There’s another sound, a horrible sort of coughing sob. I take a step closer, curious in spite of myself. Phaedron’s arm is wrapped around the woman’s shoulders, and her dark curls spill across his chest. They seem oddly familiar, those curls, as if they’d come from my world instead of Phaedron’s. Phaedron looks at me, then tilts his head toward the open door.

“Let’s get inside,” he says.

The woman in his arm trembles and the coughing sobs cut off. There’s a sniff, and she rocks back, although both of her hands are still buried in Phaedron’s cloak like she’s going to keep him in the Lands Below by sheer force of will.

And recognition burns through me like a bolt of summer lightning.

Arryn. Lady Arryn Damoira.

Stars above, this woman is from my world. She’s the daughter of the merchant Damoira, the richest man in the Kingdom of the Summer, the man whose fortune was almost single-handedly responsible for keeping King Grathgore afloat. Lady Arryn Damoira was supposed to marry Grathgore’s idiot son Prince Folwynn. When the prince disappeared, Lady Arryn somehow managed to claw her way into the Lands Below and rescue him. She died in the process, Prince Folwynn reported, and he certainly didn’t seem too broken up about it. King Grathgore gave Lady Arryn Damoira a state funeral.

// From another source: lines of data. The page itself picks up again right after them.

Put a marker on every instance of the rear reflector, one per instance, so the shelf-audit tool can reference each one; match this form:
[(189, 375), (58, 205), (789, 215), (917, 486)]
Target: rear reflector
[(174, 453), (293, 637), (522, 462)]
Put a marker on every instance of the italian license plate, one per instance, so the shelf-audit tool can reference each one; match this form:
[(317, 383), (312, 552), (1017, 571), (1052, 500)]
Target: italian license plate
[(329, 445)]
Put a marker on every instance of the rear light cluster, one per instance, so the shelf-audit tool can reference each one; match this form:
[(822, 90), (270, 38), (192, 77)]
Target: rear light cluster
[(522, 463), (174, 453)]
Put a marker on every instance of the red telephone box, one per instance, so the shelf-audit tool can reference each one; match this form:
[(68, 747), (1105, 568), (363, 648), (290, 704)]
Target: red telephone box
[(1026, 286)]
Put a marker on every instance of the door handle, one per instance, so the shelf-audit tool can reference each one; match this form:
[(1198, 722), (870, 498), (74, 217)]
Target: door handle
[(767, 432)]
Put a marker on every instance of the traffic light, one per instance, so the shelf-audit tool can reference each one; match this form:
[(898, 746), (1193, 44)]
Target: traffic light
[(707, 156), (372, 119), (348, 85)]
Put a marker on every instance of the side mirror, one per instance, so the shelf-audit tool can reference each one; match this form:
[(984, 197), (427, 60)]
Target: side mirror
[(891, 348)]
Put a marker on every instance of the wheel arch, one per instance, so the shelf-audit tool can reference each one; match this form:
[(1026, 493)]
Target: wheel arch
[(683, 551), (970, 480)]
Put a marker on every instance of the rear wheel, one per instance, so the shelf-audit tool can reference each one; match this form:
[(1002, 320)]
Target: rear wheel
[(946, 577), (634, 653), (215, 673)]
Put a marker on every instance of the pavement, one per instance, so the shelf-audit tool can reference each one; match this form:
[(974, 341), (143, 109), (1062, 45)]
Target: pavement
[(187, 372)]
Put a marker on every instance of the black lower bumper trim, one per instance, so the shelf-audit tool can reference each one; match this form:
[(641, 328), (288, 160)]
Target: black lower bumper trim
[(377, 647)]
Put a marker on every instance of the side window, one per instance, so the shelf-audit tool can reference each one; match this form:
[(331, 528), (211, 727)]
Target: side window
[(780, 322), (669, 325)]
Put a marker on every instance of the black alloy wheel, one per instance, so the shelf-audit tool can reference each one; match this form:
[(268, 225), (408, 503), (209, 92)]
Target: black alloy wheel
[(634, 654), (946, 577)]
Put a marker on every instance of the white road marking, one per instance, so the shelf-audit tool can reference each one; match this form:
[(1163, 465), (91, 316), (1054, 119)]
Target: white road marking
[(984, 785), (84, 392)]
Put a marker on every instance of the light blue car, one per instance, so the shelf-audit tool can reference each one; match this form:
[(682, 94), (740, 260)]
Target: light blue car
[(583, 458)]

According to the palace rumor machine, the Damoira family was not impressed by that turn of events. With the loss of their daughter, and the loss of their hopes of perhaps one day claiming Grathgore’s throne, the Damoiras are supposedly planning to move their business dealings to the Silver City. Some part of me wonders if there’s anything left of the Silver City now, after the old god escaped from the Towers, and then the woman turns to look at me.

Yes, she is Lady Arryn Damoira. It’s unmistakable. She looks like she hasn’t slept since she came down here, and the stars only know how she ended up in Phaedron’s home, but despite the darkness under her eyes and the official state funeral we held back in the Kingdom of the Summer, she is most certainly not dead.